By similar calculations, my last diesel car, a 2005 Mercedes E320 CDI saved me around $10,000 in fuel alone over 200,000 miles ownership. That would have paid for a lot of repairs had I had them! I did sell the car for a couple of thousand more than if it had been a gasoline V8, which is what the diesels should be compared to, not the gasoline V6 usually anyway due to their monster torque!

Too many people in the US don't know how to do simple Math!

PL


----------



## Snipe656 (Oct 22, 2009)

I have spent over $10k in repairs in less than 24 months on my diesel truck, $5.4k or so in just 2-3 weeks time. My brothers gas truck that is the same basic truck as mine has had I think $2k in repairs for same time and miles. I'd have to go digging to compare the 300SD to the late 380SE or 500SEL that all were 1985 models. Would have to go digging to compare the old Chevro let down trucks too. But bottom line, my experience has been that my diesel cars and trucks have cost me a lot more in repairs/maintenance for 200-300k miles than the gas sisters I or my family have had.


----------



## Pierre Louis (Oct 23, 2011)

http://blog.iseecars.com/2012/01/27/most-reliable-used-diesel-cars/


----------



## henrycyao (Oct 23, 2012)

Pierre Louis said:


> http://blog.iseecars.com/2012/01/27/most-reliable-used-diesel-cars/


BMW X5 35D is not one of them  Thankfully, I did not buy BMW X5 35D for their reliability.

Gasoline engine has gotten really good these days. You can go on for 100k miles without problems. My brother's Honda CRV just turn 100k and still working well. 200k miles is very likely if they decide to keep the car.

Their cost of ownership? Pretty much just your standard maintenance. In effect, the technology and market demand has closed the gap between diesel and gasoline to the point that most users don't see a difference. What is more important as a difference is the cost of fuel.

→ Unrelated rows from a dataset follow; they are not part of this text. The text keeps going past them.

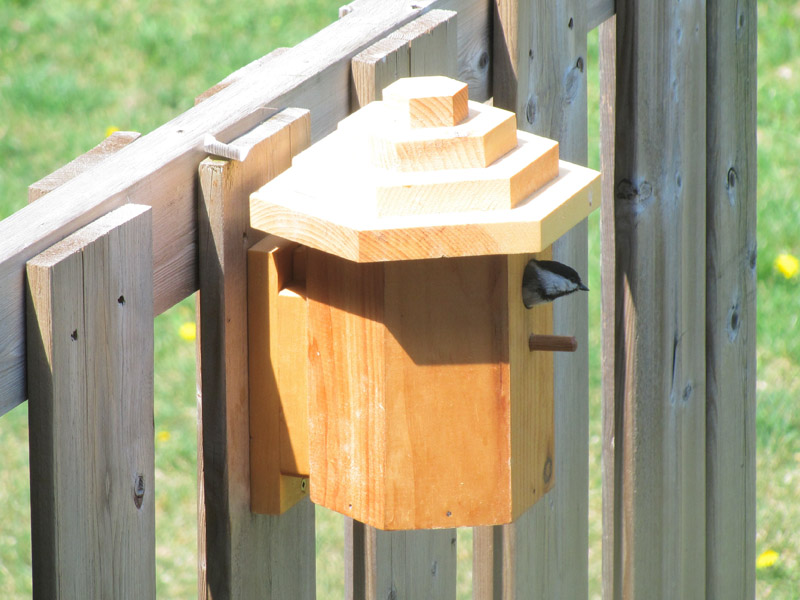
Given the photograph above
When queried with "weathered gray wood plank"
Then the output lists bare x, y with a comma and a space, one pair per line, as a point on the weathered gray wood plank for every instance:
242, 554
598, 11
731, 300
403, 564
113, 143
90, 324
160, 169
610, 466
539, 72
657, 403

Even with 30 cents to 40 cents adder, I still beat regular price by a few cents thanks to Diesel's 15% more energy content per gallon. It is a small win but a win nevertheless. X5 35i certainly can't live with regular fuel. That is really its nearest competitor.


----------



## Snipe656 (Oct 22, 2009)

The 335d on the freeway seems to do better than the EPA figures. If actually going around the speed limit. It is the stop and go stuff that makes the mpg nose dive for me. I always have speculated this is because of how easily the small turbo kicks in. But I also speculate the turbo setup is what really makes the 335d such an enjoyable drive.


----------